Both are ultimately killed in the uprising but, like Bouckman and Mackandal, have risen above personal desires and, concientizados, have fought for the common good, in an attempt to fulfill their obligations in the "Kingdom of this World."

An overview of the weltanschauung of the three protagonists reveals characteristics common to all. Both Ti Noël and Sofía, for example, throw themselves wholeheartedly into the collective struggle against tyranny, knowing that, while they personally may die, their contribution to the common good will prevail, that they are important links in this process of developing conciencia among their peers. The case of the anonymous musician of The Lost Steps is somewhat different, since unlike the others he does not possess the same missionary zeal. Yet common to his struggle too is a determination to rise above both a temporary defeat (the loss of Rosario, and the impossibility of returning to live in Santa Mónica), a refutation of what he now perceives as a meaningless existence, and a rejection of the apparent failure inherent in his return to the point of departure. What all these protagonists share is an awareness that, while they all appear as victims of a circular time structure, in fact they have learned something of value during the course of these experiences, and that therefore, despite setbacks, their lives have been irreversibly changed—in short, they have become concientizados. As a result, progress—in essence the result of human tenacity and a desire to improve one's material and spiritual conditions (both of which clearly derive from a reawakened conciencia)—is gradually achieved, as Salvador Bueno has correctly noted: "… esos círculos viciosos se rompen, la trayectoria cíclica de la historia es superada por el hombre que siempre se impone nuevas tareas; cada nuevo estado histórico, aunque parece repetir el ciclo anterior, lo supera, porque el hombre traza en la historia una espiral, lenta, difícil, pero segura, que constituye la trabajosa marcha de la humanidad en busca de una mayor felicidad en el Reino de este mundo."

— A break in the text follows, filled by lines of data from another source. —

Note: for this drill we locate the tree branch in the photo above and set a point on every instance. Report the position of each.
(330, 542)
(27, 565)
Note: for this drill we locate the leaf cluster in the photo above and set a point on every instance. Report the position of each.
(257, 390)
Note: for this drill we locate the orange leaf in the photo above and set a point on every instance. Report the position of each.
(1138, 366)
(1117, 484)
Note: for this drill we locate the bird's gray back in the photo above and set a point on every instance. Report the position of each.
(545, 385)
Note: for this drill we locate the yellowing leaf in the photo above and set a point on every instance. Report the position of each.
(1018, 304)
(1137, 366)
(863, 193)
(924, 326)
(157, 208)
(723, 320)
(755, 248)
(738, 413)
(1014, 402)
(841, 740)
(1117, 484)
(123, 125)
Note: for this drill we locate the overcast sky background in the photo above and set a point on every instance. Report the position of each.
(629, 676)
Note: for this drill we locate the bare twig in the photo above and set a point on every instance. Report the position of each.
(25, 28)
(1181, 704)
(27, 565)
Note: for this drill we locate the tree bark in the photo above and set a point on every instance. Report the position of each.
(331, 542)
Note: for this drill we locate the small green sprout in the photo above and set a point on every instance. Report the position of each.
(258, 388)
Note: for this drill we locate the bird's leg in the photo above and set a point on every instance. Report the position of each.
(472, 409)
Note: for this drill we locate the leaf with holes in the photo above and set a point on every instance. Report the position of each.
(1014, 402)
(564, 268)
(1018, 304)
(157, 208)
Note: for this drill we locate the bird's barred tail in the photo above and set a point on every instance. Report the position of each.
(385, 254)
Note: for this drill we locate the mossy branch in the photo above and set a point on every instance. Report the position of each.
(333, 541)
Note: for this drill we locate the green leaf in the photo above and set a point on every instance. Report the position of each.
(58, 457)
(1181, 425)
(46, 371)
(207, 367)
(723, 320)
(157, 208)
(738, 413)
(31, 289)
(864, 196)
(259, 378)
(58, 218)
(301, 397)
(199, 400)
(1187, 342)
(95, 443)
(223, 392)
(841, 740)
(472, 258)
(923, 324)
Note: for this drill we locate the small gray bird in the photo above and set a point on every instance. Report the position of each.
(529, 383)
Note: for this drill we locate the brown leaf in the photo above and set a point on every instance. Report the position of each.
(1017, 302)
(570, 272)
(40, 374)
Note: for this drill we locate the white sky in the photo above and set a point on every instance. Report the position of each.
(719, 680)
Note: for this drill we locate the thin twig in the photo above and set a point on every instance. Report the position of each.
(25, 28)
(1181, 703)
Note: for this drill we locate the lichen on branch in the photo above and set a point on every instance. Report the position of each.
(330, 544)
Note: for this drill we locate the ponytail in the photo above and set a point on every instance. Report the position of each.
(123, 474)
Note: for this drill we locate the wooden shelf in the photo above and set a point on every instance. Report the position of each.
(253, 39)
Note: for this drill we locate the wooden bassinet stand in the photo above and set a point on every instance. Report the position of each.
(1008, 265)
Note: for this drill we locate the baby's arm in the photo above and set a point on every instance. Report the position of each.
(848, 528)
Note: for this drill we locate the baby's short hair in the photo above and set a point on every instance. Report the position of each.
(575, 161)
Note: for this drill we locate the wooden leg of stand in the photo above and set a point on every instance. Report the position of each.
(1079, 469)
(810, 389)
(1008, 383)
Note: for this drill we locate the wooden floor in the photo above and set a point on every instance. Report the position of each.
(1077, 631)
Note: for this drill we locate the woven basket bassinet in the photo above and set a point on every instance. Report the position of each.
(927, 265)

This paper, studying three of Alejo Carpentier's major novels has attempted to show that the commonly-held view of many critics (who claim that Carpentier's work reveals his fascination with a circular time structure) is in fact a little simplistic. Instead, this essay contends that, while many of his characters do indeed return to the point from which they first departed, they are all very different now from their earlier condition. The fundamental difference is of course that they now possess conciencia, the result of learning from experiences (including errors), which allows them all—Ti Noël, the musician of The Lost Steps, and Sofía—to plot, by means of a conscious form of reasoning, their psychological and moral development.

Admittedly this determination to impose their will upon seemingly insoluble problems and to embark upon the resulting Odyssey along "una espiral lenta, difícil, pero segura" (to use Bueno's excellent analogy), does not come easily. Nevertheless, all of Carpentier's protagonists, following the process of concientización, throw themselves into this task with great energy, believing against all odds that they can make a lasting impression upon their environment. But then this should not surprise us, for as Ti Noël so eloquently puts it, "man's greatness consists in the very fact of wanting to be better than he is."

This same grandeur can also be seen clearly in the very life of Alejo Carpentier, whose untimely death on April 24, 1980, brought to a close one of the major chapters in the world of Hispanic letters. Like all his characters, Carpentier too underwent a process of concientización, including a period of imprisonment following his criticisms of the Machado tyranny, working for UNESCO, and supporting the government of Fidel Castro when it was fashionable for many intellectuals to abandon the Cuban cause. The common denominator of these activities was his conviction that, despite any temporary setbacks that might result from his stance, the mainstream advantages would make his position a justifiable one.